Contest of wills... with a pot

Ever had a pot that is difficult, impossible, has a mind of its own (and it isn't a good one)? I am currently in the midst of a contest of wills with a bowl and I am not sure yet whether I'll win!

It all started with an idea for a bowl that moved sideways and upward. I wanted a nice smooth sectioned bowl that I'll have to photograph and show you... if it survives.

I was working with a new clay that unfortunately didn't quite lend itself to doing what I wanted it to do. I love working with red clays, this one is a tan clay. My students got a kick out of listening to me fussing at it and about it as I attempted to make it meld to my vision... After tweaking, letting it sit, coming back and playing some more, I finally made the bowl and it looked fairly close to what I intended. It only took a few weeks of working on it off and on between projects, which is already more time than I typically spend on a project, but it had already become a challenge, a duel.

I covered it and left it to dry very, very slowly.

I checked on it periodically and for the first few days of very drying it seemed to be holding up. Then I saw the crack forming. Yarrgggg... after all that work I was determined to make it work.

I tweaked, used some paper clay mix, tweaked some more and once again left it to dry.
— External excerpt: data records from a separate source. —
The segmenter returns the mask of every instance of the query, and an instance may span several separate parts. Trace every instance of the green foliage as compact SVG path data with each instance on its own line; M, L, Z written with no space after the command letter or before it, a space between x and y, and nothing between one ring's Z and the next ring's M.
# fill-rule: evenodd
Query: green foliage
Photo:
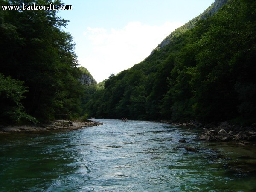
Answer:
M177 29L168 45L110 76L86 104L88 113L255 123L256 6L230 1L213 16Z
M22 3L63 4L50 0ZM0 0L0 4L20 5L21 2ZM0 72L23 82L27 87L17 113L23 110L42 122L83 115L85 88L78 81L81 72L75 44L62 29L67 20L56 14L56 10L0 10Z
M2 123L16 123L21 120L38 122L24 111L21 100L27 90L23 84L23 82L6 78L0 73L0 122Z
It formed another crack in another place. I knew the top was pulling the thing down some, but I kept it in a full support while it dried, it shouldn't have been splitting. I've since learned that it's more the clay than anything else. (Side note: I adapted to the clay, made some other pieces, all cracked during firing or during the drying process so I only make flat, non-curved pieces with it now. I won't be buying the clay again after I finish the batch.)

Finally I had a finished pot, no cracks, ready to fire. I picked it up and broke off one of the pieces. I won't share my reaction... needless to say, I fixed it again. It's not visible, in fact the places I fixed are probably the strongest part of the bowl!
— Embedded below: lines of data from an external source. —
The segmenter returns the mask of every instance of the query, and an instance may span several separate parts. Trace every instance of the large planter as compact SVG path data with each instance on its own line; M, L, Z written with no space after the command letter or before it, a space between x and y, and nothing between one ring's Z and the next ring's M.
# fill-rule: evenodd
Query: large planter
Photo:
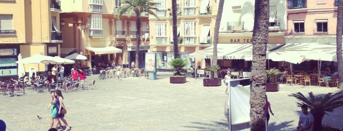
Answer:
M186 77L170 77L170 83L186 83Z
M204 86L205 87L218 87L221 86L221 79L203 79Z
M265 91L278 91L279 83L266 83Z

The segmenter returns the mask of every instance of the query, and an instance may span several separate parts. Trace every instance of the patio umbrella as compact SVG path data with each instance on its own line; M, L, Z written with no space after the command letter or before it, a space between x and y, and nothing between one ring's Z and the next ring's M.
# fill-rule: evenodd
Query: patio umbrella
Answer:
M22 54L19 53L18 55L18 60L22 60ZM24 65L23 64L18 64L18 76L19 78L23 77L25 75L25 68L24 68Z
M73 54L66 56L65 57L64 57L64 58L70 60L87 60L87 57L86 56L80 55L77 53L74 53Z

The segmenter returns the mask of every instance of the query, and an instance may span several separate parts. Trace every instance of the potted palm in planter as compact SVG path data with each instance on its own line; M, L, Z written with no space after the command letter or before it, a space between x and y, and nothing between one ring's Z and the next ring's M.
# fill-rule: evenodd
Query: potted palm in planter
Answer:
M220 66L218 65L212 66L207 66L205 70L207 71L211 72L211 75L210 78L205 78L203 80L204 86L215 87L221 86L221 78L218 78L217 74L218 72L220 70ZM216 77L216 78L215 78Z
M278 69L273 68L267 70L267 82L265 84L266 91L279 91L279 83L276 76L280 74Z
M299 107L303 105L310 108L310 112L313 115L313 131L340 131L327 126L323 127L322 120L324 115L328 112L332 112L334 109L343 105L343 92L340 91L335 94L328 93L325 96L316 96L312 92L309 92L308 99L301 92L292 93L288 96L293 96L299 102L296 102Z
M174 74L170 77L170 83L186 83L186 74L185 66L187 62L182 59L177 58L170 62L170 66L173 67Z

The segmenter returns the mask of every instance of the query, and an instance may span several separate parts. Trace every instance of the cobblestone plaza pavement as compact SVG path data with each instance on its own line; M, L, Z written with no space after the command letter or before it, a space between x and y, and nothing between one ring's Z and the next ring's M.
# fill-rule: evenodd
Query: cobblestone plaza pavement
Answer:
M225 87L203 86L202 79L187 78L182 84L169 83L170 72L158 72L157 80L146 77L95 80L94 89L63 92L71 131L227 131L224 104ZM268 131L282 131L297 125L300 108L288 95L301 92L315 95L342 90L336 87L280 84L278 92L267 94L275 116L270 116ZM47 90L26 90L24 96L0 95L0 119L6 131L47 131L50 98ZM343 129L343 108L324 116L323 123ZM43 118L38 119L37 115Z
Luckily all that happened before bisque firing.

All seemed well through the bisque process.

Then came the glazing...

The clay absorbs glaze like a sponge. I checked to be sure I'd fired to the correct temp. I had. It's just a porous clay.

I thought though that my problems were at an end, couldn't wait to see the finished piece. Of course, the glaze crawled, didn't adhere to spots, and the colors weren't consistent.

I should have tossed the piece, but I had to0 much invested in it at that point.

I re-glazed and re-fired.

I re-glazed and re-fired.

I re-glazed and re-fired.

Somewhere in the re-glazing and re-firing I lost count.

The last time I re-glazed I included it in a batch of red pieces, which fire at a cone lower than the the glazes on the bowl called for, but I figured with all the glaze firings it wouldn't matter.

It did.

The glaze bubbled and didn't have time to settle so now it has these ugly big broken bubbles in places.

I'm firing it one more time at the correct temps. I'm going to hold the temp at the end and make sure the kiln cools slow to give the glaze time to settle.

If it doesn't turn out this time, it's going into my pottery garden... where it should have gone weeks and weeks ago, along with the entire batch of clay.